Genie acts as the building block for an application needed to launch Hadoop jobs.
Genie aids Hadoop-ecosystem job and resource management in the cloud. It provides two type of services:
- RESTful Execution Service helps to abstract physical details of the Hadoop ecosystem and provides the execution service to allow Hadoop, Hive and Pig job submissions without the need for a Hadoop client.
- Configuration Service serves as a registry for clusters and their related Hive and Pig configurations.
Lipstick is a Pig workflow visualization tool. Given the high-level abstraction of Pig workflows, it’s necessary to understand the logical flow in execution of Pig scripts, a task that can become difficult to handle in complex scenarios. Lipstick comes to the rescue by providing Pig script visualization and monitoring features.
PigPen is a Map-Reduce to Clojure and provides the ability to write map-reduce queries as programs instead of as scripts. PigPen also aids unit testing and iterative development.

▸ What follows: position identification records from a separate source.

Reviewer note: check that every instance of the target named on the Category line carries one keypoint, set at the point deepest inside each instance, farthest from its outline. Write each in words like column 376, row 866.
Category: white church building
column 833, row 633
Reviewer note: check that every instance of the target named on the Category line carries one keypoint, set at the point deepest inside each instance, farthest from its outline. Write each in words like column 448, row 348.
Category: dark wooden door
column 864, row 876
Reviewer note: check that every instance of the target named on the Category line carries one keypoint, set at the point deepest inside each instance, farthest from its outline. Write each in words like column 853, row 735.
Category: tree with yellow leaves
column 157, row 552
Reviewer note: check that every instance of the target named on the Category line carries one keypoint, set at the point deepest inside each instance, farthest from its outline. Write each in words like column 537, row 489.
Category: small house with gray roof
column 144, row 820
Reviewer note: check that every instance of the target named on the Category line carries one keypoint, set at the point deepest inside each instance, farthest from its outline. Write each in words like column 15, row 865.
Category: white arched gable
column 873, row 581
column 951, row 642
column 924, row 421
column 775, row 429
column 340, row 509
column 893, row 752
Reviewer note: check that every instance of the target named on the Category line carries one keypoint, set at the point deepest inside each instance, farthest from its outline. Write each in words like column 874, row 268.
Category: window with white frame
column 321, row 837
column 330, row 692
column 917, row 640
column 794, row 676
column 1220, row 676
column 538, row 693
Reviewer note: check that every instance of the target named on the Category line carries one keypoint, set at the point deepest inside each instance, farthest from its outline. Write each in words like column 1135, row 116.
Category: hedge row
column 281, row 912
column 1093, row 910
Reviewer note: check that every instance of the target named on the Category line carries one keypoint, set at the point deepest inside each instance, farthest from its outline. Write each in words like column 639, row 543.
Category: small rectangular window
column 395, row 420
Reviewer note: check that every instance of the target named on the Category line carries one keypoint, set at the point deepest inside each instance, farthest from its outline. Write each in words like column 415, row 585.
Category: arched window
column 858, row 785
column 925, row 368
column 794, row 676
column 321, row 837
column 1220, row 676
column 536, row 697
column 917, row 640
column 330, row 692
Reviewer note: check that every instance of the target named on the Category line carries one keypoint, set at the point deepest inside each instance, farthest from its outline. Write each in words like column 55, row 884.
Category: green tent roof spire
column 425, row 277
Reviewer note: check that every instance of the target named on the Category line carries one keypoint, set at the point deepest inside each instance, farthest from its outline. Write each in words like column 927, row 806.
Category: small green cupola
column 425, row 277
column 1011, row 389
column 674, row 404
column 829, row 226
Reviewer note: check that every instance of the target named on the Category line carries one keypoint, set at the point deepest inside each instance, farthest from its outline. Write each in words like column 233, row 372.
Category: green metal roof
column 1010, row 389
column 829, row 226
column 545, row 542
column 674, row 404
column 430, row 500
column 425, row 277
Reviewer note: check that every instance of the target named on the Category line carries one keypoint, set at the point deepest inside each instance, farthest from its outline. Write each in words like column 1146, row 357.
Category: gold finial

S3mper provides an additional layer of consistency to Amazon S3’s index by using a consistent secondary index. It identifies and provides solutions when an S3 list operation is inconsistent. S3mper features:
Recovery delays listing when an inconsistency occurs.
Notification is made when a listing cannot be achieved.
Reporting provides events to track the number of recoveries, files missed, jobs affected and so on.
Administration comprises utilities to inspect the metastore and to resolve conflicts between database indices.